The Chancellor, Kati Marton: You may think that a lengthy biography of Angela Merkel is the last thing you want to read this holiday season, but please trust me – you want this book! I’ve always deeply respected any history written by the immensely talented Kati Marton, and that admiration only deepened as she shares the story of the very unlikely rise of a nerdy physics PhD, raised behind the Iron Curtain, who was lifted from obscurity by Helmut Kohl when he named her the newly-reunified Germany’s Minister for Women and Children (the only two subjects about which she cared little, Marton slyly notes). I polished off the first 150 pages after picking the book up at the Singapore Airport and read the whole thing in three days.
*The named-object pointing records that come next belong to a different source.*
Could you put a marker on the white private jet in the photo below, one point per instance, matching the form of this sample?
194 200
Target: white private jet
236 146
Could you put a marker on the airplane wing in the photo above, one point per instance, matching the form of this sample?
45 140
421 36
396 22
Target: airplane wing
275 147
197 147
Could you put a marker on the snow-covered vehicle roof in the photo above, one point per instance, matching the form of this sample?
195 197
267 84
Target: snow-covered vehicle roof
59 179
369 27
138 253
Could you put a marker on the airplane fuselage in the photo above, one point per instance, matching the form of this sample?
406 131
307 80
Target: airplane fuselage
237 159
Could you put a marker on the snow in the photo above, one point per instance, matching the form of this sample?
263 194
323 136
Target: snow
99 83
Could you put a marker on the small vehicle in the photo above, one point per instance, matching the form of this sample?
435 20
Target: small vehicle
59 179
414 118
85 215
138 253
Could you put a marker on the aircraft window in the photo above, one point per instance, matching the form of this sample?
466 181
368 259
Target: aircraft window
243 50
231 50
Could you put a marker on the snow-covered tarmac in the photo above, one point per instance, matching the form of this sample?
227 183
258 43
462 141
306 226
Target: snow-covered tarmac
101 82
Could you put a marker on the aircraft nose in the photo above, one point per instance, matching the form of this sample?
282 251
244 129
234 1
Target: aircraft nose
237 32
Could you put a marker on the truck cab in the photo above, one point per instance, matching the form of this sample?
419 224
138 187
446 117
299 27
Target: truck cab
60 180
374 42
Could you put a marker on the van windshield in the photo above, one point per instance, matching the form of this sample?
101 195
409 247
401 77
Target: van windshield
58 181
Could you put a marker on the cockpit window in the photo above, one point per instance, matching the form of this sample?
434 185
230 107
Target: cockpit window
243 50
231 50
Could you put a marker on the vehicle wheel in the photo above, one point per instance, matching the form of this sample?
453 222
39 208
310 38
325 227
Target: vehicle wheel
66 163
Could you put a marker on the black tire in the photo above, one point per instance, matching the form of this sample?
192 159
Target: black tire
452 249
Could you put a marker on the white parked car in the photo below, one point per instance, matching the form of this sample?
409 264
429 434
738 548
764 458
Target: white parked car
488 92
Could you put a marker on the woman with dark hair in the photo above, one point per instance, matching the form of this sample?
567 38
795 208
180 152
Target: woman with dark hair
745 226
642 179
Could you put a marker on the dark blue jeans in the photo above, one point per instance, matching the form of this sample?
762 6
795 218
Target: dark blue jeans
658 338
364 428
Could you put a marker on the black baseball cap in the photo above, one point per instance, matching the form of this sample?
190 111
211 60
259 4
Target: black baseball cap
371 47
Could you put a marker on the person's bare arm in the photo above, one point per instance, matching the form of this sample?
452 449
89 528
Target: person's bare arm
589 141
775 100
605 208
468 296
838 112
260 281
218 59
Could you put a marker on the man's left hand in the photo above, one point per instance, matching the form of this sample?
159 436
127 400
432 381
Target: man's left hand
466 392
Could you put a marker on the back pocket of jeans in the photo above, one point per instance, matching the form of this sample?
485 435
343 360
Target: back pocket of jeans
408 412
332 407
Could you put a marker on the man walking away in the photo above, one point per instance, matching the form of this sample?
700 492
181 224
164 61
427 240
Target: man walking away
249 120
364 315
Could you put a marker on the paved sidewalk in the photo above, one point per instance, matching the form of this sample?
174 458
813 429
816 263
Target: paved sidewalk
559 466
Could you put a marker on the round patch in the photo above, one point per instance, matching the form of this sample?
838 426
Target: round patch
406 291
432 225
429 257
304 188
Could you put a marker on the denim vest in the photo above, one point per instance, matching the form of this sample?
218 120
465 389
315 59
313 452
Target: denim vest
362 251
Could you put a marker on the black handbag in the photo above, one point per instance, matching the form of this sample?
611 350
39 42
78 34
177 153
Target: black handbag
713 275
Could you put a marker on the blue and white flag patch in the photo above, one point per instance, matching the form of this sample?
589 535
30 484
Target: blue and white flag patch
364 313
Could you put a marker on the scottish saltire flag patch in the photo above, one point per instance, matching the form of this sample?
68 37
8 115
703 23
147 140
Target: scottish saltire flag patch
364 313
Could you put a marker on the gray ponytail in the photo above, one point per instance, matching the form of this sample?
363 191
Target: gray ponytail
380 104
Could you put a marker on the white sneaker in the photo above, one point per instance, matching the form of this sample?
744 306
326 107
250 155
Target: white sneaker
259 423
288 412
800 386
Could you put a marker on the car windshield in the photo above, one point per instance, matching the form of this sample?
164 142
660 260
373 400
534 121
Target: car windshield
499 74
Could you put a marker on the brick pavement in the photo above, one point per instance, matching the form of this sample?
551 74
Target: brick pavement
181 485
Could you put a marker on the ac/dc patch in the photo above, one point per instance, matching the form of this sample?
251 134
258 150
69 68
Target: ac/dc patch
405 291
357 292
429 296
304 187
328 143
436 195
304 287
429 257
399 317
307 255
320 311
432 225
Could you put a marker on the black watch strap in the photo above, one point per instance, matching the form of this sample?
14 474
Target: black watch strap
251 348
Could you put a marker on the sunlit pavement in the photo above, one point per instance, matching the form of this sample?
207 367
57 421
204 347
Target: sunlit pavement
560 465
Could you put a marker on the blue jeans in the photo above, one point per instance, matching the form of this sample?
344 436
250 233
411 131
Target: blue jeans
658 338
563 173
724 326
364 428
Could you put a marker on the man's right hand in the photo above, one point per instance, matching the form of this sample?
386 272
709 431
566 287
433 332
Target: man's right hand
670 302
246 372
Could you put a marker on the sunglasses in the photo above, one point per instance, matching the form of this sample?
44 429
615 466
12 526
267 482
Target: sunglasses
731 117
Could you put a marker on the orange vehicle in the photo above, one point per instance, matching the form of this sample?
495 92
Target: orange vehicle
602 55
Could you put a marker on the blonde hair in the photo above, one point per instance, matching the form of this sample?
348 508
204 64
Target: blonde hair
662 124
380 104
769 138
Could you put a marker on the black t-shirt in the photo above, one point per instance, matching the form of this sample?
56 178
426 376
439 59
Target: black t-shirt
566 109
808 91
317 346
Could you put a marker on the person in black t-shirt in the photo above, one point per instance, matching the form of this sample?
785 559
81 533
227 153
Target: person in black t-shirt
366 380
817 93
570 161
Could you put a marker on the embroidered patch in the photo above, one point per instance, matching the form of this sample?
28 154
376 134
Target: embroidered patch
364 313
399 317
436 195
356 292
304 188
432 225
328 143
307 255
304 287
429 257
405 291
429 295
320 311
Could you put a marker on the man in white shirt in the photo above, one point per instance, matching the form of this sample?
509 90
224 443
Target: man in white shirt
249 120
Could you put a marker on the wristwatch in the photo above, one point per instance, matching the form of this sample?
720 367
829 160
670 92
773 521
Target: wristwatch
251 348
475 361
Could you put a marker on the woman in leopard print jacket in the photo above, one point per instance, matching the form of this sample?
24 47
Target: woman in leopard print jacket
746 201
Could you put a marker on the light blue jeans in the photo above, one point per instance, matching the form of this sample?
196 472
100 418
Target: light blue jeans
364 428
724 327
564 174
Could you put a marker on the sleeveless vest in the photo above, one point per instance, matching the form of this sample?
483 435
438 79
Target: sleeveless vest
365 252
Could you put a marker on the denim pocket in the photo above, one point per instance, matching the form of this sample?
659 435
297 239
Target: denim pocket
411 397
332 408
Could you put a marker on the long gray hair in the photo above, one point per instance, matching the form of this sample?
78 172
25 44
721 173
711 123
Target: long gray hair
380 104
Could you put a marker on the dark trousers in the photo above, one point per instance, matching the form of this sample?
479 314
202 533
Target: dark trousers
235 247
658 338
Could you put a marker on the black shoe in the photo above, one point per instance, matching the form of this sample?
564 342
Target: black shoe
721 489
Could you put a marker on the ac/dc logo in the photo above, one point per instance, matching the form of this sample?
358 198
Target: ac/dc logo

Churchill’s Ministry of Ungentlemanly Warfare, Giles Milton: During the earliest days of

WWII, Churchill realized the free world was facing an unconventional war that would likely be long and brutal. The old ways of winning would not be sufficient and needed to be updated. He gave the green light to recruit an unlikely pirate ship of mavericks, inventors, gadget freaks, saboteurs, pyromaniacs and people who loved nothing more than to blow things up. He gave them unlimited resources, pushed them hard, sent them beyond the front lines and then watched as some efforts failed and others succeeded magnificently. Giles Milton is a skilled storyteller and as a result this brilliant work of non-fiction feels more like a film script.


Honorable Mentions

Full Tilt: Ireland to India with a Bicycle, Dervla Murphy

Outline, Rachel Cusk

We Have Always Lived in the Castle, Shirley Jackson



Best wishes for an awesome run-up to the holidays.